As the boat began to sink, Callahan repeatedly dove back into the sinking ship to grab survival gear. With food and water for a few days, Callahan clambered into his 6-foot circular raft, adrift, 800 miles West of the Canaries and heading farther from them at every moment.
Callahan fished with a spear gun and made water with a solar still. At day 14 he signalled to a passing ship; it kept on passing.
After a month, he drifted out of shipping lanes. By day 50 he was covered in sores from the salt water, struggling with dehydration in the tropical waters, and struggling to patch a hole in his raft.
Exhausted, and after losing a third of his body weight, Callahan was finally spotted by some fisherman off the coast of Guadeloupe as birds and fish circled his raft, foraging the fish guts he tossed back into the sea. He’d been adrift for 76 days.”
He survived
Now this is what you call Mind Resilience. How did he keep going when all looked lost. The excruciating hunger he must have suffered losing a third of his body weight! 76 days not knowing if he would survive and yet he kept going and ultimately survived to tell the tale.
This wasn’t planned, he didn’t expect his boat to sink. It wasn’t a nightmare, it was real, and he had to face it.

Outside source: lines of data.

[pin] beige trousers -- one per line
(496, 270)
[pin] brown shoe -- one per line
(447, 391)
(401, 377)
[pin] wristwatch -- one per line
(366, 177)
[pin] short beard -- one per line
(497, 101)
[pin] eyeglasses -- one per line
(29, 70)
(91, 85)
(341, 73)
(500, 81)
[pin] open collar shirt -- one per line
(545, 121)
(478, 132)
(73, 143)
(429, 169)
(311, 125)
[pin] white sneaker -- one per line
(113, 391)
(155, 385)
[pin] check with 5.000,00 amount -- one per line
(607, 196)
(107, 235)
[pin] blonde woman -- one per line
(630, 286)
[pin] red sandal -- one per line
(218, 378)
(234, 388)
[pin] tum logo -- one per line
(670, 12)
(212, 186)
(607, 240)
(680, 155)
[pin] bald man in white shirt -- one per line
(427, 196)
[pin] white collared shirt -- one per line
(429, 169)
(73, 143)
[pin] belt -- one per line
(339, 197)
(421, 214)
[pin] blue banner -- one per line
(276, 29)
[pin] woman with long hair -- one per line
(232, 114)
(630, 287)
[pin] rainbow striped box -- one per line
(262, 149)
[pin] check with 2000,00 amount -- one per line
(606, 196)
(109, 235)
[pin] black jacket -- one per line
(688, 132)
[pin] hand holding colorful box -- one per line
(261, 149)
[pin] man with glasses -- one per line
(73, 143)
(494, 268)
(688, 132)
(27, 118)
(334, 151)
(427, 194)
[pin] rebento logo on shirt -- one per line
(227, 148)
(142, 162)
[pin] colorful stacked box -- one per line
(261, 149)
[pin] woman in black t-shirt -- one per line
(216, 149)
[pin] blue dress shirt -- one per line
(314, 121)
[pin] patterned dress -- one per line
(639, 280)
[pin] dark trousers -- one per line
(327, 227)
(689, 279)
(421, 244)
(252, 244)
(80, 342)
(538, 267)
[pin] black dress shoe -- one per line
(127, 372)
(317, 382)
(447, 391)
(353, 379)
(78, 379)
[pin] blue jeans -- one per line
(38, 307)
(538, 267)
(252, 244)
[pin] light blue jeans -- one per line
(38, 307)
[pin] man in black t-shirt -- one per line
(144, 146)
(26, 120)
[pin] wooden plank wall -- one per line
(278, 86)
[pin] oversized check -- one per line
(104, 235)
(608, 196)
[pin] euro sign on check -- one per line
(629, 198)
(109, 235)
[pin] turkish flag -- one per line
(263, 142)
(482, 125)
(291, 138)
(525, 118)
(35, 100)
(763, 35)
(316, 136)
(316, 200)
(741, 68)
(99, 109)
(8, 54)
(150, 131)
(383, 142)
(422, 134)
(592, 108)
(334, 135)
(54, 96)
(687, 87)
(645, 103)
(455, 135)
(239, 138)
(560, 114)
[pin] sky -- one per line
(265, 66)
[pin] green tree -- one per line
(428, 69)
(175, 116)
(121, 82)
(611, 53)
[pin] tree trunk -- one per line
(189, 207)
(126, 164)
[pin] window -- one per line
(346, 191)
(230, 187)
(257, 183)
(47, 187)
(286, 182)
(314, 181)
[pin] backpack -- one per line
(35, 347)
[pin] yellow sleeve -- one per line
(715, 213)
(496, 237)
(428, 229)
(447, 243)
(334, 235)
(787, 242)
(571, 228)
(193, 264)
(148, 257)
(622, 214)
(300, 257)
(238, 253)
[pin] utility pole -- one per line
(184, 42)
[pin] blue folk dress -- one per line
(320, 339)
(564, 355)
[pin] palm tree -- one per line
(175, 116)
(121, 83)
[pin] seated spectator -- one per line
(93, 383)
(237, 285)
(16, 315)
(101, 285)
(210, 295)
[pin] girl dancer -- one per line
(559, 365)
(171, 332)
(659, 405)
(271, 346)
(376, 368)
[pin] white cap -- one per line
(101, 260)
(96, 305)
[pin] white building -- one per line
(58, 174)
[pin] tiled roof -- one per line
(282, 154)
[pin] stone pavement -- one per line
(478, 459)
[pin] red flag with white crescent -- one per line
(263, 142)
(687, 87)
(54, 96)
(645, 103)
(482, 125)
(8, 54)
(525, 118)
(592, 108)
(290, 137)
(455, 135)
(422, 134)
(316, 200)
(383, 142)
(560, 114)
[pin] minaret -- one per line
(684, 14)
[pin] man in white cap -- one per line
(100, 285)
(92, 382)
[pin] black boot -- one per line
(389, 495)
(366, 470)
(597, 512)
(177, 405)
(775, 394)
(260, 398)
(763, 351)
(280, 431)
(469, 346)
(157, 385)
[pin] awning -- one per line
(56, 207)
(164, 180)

This is a great analogy for our lives when things go wrong which blind side us. We are going along quite happily then something big hits us. We are shaken and we can be derailed but it’s how we respond which counts.
He could have become depressed and just given up and he would have died. But he didn’t, he fought like a madman to stay alive doing everything in his power to do so.
Thoughts for the week
- When things go wrong for you how do you respond?

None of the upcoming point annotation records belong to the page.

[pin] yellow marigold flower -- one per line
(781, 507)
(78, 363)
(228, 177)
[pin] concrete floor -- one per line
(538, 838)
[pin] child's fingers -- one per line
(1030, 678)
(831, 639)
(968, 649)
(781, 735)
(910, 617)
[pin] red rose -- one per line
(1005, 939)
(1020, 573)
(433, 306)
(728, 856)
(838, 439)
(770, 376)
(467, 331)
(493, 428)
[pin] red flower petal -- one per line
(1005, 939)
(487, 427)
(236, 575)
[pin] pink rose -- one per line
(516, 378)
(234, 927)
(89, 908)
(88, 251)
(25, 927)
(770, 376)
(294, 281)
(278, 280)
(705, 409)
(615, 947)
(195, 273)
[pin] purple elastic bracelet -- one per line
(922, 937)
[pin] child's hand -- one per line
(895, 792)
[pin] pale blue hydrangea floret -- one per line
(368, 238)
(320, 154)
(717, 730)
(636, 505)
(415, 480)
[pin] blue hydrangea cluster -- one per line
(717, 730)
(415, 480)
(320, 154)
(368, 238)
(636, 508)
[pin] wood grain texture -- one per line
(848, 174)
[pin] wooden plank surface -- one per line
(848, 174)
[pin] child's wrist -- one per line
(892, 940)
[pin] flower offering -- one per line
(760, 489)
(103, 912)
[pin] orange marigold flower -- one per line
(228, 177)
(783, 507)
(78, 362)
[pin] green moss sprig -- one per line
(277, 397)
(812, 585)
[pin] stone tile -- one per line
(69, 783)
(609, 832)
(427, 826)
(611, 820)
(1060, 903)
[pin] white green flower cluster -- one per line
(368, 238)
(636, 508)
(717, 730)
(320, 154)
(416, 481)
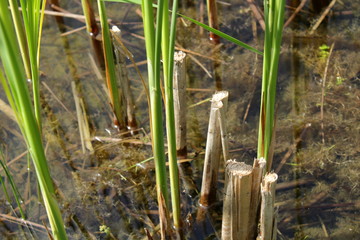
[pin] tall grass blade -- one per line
(274, 20)
(208, 28)
(16, 82)
(168, 46)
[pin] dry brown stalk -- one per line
(237, 201)
(213, 150)
(267, 216)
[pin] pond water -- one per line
(316, 154)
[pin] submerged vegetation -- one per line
(110, 192)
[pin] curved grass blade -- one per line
(16, 81)
(208, 28)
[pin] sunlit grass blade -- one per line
(274, 20)
(32, 15)
(153, 47)
(208, 28)
(168, 46)
(20, 98)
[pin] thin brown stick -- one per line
(322, 17)
(293, 15)
(323, 94)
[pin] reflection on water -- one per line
(318, 188)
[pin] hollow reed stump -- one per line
(237, 201)
(179, 89)
(267, 218)
(213, 149)
(127, 100)
(259, 166)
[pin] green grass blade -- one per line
(208, 28)
(15, 74)
(274, 19)
(168, 44)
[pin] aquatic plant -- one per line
(274, 21)
(16, 89)
(110, 68)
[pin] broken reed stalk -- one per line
(237, 201)
(213, 19)
(93, 30)
(213, 149)
(122, 74)
(267, 217)
(110, 69)
(257, 176)
(180, 103)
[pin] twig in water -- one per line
(323, 15)
(323, 94)
(293, 15)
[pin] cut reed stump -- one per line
(257, 176)
(268, 226)
(237, 201)
(127, 99)
(213, 149)
(180, 103)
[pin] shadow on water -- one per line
(113, 188)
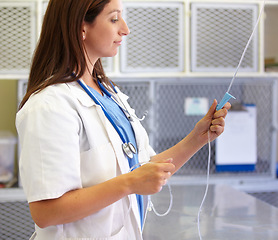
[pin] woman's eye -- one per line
(115, 20)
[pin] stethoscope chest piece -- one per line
(129, 149)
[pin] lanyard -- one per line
(128, 148)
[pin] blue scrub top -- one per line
(120, 119)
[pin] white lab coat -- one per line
(67, 143)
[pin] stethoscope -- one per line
(128, 148)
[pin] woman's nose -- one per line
(124, 29)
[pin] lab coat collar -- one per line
(80, 94)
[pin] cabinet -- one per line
(168, 38)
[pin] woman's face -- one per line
(103, 37)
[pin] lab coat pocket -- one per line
(98, 165)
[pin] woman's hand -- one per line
(214, 122)
(150, 177)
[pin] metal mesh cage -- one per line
(219, 35)
(139, 99)
(172, 124)
(17, 27)
(156, 39)
(15, 221)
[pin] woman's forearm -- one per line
(181, 152)
(80, 203)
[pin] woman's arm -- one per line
(213, 122)
(80, 203)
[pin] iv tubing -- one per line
(207, 185)
(247, 45)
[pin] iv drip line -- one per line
(227, 93)
(247, 45)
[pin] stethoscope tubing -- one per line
(127, 146)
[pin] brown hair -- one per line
(60, 49)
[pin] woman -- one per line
(74, 170)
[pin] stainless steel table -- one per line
(227, 214)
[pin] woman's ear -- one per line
(83, 32)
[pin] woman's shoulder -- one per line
(56, 97)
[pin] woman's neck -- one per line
(88, 79)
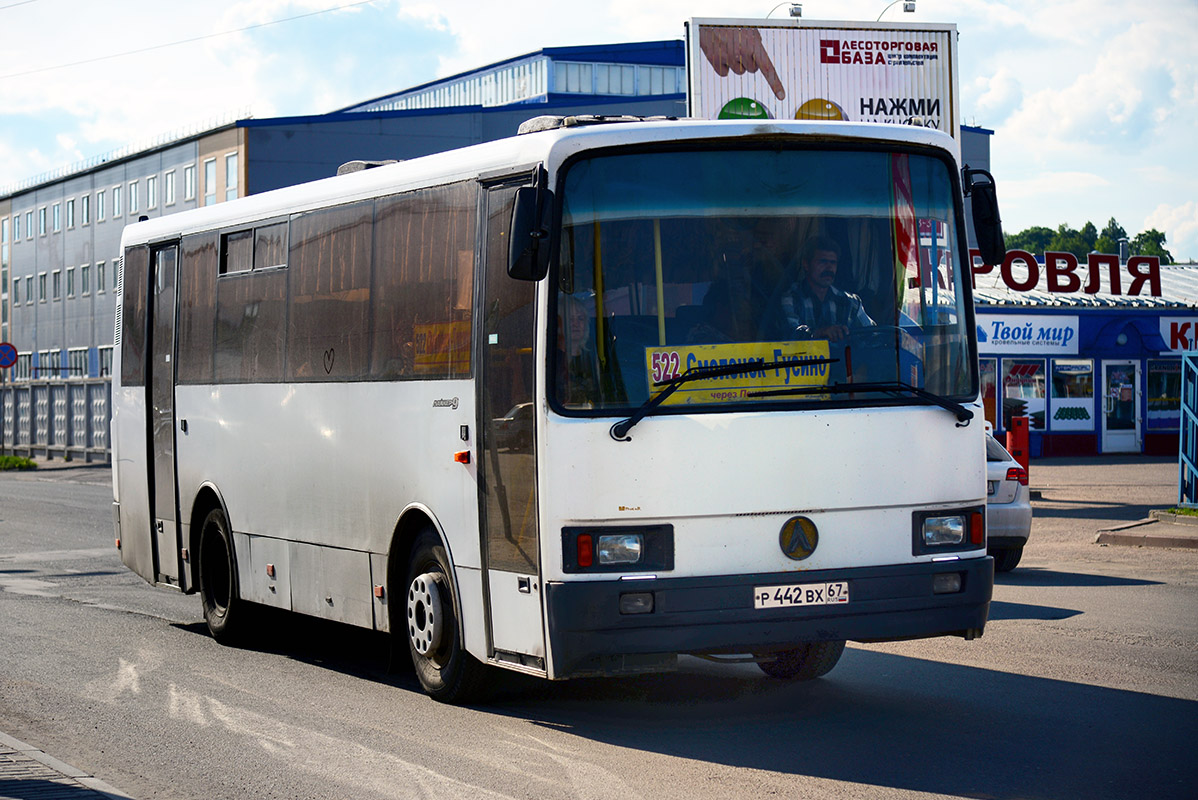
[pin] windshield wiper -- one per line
(890, 387)
(619, 430)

- Do you immediately give up and become negative or do you fight?
- This week think about how you respond to negative things which happen to you and see if you can improve your response.
- When something goes wrong, pause, take a deep breath, and see if you can take a positive approach to the problem instead of the usual negative response.
Well, that’s it for this week, have a wonderful weekend and keep believing.